A real-world example of a deterministic system is the use of formulae in mathematics and physics. To convert temperatures in degrees Celsius to Fahrenheit, multiply by 1.8 and add 32. For as long as the calculations are performed accurately, the answers for any given set of initial values will always be constant. There is no possibility of randomness except human errors that can be easily identified and rectified. Any form of mathematical conversion using an established formula is always deterministic. The predictability is high and reliability is unwavering.

Stochastic Model

The stochastic dynamical system is the direct opposite of the deterministic system. Practically, it is described as a system that can be inherently affected by "noise" or interference. Stochastic systems can handle uncertainties. Their outputs aren't set in stone and are prone to inconsistencies caused by inherent randomness.
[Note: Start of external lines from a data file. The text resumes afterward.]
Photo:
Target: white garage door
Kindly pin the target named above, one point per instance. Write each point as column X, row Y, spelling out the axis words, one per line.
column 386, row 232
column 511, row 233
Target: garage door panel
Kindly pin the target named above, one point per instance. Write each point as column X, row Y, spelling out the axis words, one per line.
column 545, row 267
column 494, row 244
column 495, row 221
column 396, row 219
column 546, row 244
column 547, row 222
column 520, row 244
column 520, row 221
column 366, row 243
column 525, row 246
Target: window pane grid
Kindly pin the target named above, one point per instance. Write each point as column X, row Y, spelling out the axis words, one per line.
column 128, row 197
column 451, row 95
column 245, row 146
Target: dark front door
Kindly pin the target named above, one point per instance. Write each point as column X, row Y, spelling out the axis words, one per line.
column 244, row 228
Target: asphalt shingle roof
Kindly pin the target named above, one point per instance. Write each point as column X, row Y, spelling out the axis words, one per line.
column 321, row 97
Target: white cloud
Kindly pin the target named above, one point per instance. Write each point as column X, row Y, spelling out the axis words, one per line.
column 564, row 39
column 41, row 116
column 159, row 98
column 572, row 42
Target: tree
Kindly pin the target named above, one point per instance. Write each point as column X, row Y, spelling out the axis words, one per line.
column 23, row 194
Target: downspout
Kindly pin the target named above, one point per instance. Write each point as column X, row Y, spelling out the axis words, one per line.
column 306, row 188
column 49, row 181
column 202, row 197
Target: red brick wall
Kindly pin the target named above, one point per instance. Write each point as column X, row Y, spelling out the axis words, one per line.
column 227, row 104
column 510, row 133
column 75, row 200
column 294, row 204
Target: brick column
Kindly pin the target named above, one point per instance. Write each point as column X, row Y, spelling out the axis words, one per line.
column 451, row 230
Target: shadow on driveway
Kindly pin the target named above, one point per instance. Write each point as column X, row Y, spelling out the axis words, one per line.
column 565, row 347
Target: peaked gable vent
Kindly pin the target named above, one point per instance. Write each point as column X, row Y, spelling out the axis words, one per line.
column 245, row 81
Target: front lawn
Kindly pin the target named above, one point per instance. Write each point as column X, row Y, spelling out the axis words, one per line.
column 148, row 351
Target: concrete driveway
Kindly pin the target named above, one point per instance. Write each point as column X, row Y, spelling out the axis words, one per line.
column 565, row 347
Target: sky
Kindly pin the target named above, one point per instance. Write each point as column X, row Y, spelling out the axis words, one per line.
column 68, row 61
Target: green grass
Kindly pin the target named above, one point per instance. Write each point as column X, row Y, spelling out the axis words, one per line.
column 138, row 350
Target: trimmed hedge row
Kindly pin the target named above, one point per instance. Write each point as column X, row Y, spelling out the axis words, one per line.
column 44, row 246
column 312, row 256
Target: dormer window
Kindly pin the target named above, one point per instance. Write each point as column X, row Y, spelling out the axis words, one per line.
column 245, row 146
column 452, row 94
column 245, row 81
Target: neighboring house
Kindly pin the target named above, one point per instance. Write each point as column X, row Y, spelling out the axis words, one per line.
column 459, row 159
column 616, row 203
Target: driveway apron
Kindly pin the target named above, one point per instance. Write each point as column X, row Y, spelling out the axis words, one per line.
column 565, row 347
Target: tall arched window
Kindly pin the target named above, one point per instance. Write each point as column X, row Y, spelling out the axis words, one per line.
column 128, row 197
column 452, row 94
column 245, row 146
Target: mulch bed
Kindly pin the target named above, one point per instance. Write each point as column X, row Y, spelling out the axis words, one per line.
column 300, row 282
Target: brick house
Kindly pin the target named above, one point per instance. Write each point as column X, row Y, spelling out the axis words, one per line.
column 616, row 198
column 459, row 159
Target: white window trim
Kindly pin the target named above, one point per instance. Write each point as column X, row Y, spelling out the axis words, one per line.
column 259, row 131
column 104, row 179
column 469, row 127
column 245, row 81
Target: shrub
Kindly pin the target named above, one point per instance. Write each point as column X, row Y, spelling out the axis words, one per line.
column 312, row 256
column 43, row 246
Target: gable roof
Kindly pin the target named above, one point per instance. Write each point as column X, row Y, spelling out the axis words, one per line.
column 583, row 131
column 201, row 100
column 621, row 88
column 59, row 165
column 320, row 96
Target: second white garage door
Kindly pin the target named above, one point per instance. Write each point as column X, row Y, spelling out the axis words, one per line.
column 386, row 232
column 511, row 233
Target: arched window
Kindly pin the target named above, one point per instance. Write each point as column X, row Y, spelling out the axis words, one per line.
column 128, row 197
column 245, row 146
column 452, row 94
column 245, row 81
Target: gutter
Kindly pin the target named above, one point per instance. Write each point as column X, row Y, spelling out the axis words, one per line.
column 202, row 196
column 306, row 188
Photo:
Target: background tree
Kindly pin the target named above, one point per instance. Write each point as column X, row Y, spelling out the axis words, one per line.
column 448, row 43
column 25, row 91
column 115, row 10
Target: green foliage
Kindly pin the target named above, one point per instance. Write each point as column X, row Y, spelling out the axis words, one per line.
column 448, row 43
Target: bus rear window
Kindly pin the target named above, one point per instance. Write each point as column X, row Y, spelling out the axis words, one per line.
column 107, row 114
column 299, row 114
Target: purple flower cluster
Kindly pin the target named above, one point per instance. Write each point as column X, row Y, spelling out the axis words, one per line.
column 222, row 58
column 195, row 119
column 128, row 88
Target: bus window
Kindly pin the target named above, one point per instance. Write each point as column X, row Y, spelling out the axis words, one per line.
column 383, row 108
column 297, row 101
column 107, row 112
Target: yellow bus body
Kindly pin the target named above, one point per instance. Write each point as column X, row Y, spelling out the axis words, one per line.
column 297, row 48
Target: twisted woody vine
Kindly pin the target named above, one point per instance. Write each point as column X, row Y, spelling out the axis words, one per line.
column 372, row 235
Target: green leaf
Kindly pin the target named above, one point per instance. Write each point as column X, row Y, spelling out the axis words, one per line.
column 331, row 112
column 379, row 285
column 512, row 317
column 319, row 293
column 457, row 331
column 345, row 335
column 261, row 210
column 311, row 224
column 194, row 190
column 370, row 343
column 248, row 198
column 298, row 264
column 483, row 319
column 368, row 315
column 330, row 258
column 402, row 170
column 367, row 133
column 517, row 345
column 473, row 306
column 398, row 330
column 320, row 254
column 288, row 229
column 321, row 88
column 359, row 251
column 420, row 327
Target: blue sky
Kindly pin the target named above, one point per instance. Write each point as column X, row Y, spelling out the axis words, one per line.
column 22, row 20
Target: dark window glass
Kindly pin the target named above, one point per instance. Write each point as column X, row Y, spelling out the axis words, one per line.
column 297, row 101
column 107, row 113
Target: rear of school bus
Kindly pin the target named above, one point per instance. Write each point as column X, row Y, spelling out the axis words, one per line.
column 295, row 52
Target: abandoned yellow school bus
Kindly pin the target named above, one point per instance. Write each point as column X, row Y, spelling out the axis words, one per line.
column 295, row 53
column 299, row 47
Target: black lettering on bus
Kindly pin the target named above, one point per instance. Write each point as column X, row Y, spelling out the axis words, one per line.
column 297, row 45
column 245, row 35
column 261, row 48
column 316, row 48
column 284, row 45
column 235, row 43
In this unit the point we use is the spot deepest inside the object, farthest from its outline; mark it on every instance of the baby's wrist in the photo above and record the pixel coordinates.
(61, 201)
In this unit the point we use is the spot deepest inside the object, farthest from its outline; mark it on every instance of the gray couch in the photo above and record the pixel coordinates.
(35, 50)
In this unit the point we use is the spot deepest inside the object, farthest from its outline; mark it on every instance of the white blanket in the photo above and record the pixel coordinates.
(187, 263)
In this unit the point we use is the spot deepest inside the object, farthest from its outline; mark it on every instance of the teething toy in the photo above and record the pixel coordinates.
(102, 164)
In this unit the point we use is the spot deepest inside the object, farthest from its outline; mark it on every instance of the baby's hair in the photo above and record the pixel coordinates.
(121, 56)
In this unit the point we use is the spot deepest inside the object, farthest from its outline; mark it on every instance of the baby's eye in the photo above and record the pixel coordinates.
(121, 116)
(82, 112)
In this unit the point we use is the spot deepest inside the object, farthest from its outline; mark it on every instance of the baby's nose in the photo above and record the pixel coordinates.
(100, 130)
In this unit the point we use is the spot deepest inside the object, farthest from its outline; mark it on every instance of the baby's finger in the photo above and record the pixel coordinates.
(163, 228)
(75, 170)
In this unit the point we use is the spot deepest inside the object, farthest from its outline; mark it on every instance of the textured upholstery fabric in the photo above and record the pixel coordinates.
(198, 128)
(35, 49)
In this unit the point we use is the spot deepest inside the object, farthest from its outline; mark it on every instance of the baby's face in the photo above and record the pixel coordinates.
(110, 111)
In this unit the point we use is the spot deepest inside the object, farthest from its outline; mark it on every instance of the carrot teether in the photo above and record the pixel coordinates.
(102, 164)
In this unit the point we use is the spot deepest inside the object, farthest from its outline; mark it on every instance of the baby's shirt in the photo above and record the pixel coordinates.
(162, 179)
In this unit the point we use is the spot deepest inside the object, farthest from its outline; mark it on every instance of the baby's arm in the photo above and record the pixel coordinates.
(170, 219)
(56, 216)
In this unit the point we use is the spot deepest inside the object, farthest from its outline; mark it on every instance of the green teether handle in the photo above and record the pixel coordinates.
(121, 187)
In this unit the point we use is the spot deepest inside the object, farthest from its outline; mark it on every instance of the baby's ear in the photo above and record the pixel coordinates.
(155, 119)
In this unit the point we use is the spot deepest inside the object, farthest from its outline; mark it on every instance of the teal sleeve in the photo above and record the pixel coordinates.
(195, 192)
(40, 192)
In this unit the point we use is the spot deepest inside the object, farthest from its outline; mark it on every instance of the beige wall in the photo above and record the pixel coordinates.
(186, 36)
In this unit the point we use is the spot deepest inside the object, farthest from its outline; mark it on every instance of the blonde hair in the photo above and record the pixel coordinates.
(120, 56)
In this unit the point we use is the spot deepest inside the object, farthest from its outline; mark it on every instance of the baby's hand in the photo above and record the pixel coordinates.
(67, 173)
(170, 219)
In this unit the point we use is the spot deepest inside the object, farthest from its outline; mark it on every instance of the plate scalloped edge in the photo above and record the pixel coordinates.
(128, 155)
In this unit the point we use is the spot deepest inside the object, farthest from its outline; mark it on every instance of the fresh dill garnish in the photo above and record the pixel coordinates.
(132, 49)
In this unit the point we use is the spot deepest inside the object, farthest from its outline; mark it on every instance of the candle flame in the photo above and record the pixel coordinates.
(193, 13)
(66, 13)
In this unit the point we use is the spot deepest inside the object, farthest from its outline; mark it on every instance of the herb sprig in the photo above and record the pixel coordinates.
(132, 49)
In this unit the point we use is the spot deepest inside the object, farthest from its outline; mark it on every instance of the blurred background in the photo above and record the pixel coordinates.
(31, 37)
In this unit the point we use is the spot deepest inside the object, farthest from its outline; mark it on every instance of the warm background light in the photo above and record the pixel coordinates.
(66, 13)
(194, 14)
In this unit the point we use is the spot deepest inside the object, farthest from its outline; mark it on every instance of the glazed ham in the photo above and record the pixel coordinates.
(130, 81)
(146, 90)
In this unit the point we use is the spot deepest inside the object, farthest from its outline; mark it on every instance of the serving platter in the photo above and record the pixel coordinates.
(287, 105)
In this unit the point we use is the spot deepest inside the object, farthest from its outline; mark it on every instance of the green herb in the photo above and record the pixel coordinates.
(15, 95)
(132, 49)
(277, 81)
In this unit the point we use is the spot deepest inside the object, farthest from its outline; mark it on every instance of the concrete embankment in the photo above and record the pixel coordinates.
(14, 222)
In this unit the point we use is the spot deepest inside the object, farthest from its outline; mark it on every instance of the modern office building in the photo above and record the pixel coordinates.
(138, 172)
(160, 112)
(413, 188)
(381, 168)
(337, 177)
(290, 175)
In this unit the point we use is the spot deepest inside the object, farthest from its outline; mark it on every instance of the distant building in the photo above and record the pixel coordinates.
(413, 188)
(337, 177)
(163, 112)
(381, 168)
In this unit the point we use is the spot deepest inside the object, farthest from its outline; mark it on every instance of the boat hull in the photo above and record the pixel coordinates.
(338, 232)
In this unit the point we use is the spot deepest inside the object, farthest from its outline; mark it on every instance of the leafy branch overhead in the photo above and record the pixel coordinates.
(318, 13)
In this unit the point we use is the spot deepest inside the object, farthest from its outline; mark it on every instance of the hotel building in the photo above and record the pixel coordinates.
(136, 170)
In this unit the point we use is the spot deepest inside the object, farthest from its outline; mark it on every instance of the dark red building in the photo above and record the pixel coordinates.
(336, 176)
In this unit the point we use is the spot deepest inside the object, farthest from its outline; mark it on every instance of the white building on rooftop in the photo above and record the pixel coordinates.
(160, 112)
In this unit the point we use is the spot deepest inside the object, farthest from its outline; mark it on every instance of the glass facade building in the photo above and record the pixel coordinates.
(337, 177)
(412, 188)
Stochastic models are a class of non-linear dynamical systems where the signals are constantly varying while they accumulate sensory information over time. Stochastic systems are suitable for modeling complex processes where the predictability function is not 100% reliable.

Real-world example of a stochastic model

Stochastic dynamical systems can either be discrete or continuous according to time variation.

A real-world example of a stochastic model system can be found in the financial technology industry. The systems used for trading stocks, cryptocurrencies, and other non-fixed rate financial investments are built to accommodate the very high levels of volatility. Stocks have no 100% perfect predictability model, if any at all. They can go from 10% to -5% in one second, and back up again in an hour. The randomness can only be managed by a designated stochastically modeled system.

Dynamical Analysis

Dynamical analysis includes the broad range of activities used in studying and observing a dynamical system. It's the technical process of extracting the features of a dynamical system, predicting or determining future states of the system, diagnosing current or possible problems, and fixing or troubleshooting anomalies within the system. Dynamical analysis is an essential process because it's used in the accurate determination of all possible inputs and outputs of a system or invention. In the real-world, dynamic system analysis can be used to perform extremely important predictability functions, such as prevention of natural disasters, system failure, etc.

Terms associated with dynamical analysis

A few common terms thrown around a lot in the dynamical system study:‚Äć

Chaos

The Chaos theory is an extremely important real-world idea that's often misunderstood and wrongly described. It is generally misconceived to represent random and wild behavior of systems. However, chaos represents randomness or unpredictable results arising from normal equations because of the complexity of the systems involved. The system was expected to be stable, but under normal conditions, the output goes off course. It describes a deterministic system with massive randomness. It can also be defined as the point at which stability moves to instability and non-linearity begins.

The applications of chaotic dynamical systems in modern technology are limitless and wide, from fluid mechanics and structural dynamics to modeling many big data systems.

Attractor

An attractor is the stable set of physical properties or states towards which a dynamical system evolves over time. Long-term behavior of the system is dependent on the attractor. It is a set of positions in the state space, to which all state variables from a certain vicinity move toward with time.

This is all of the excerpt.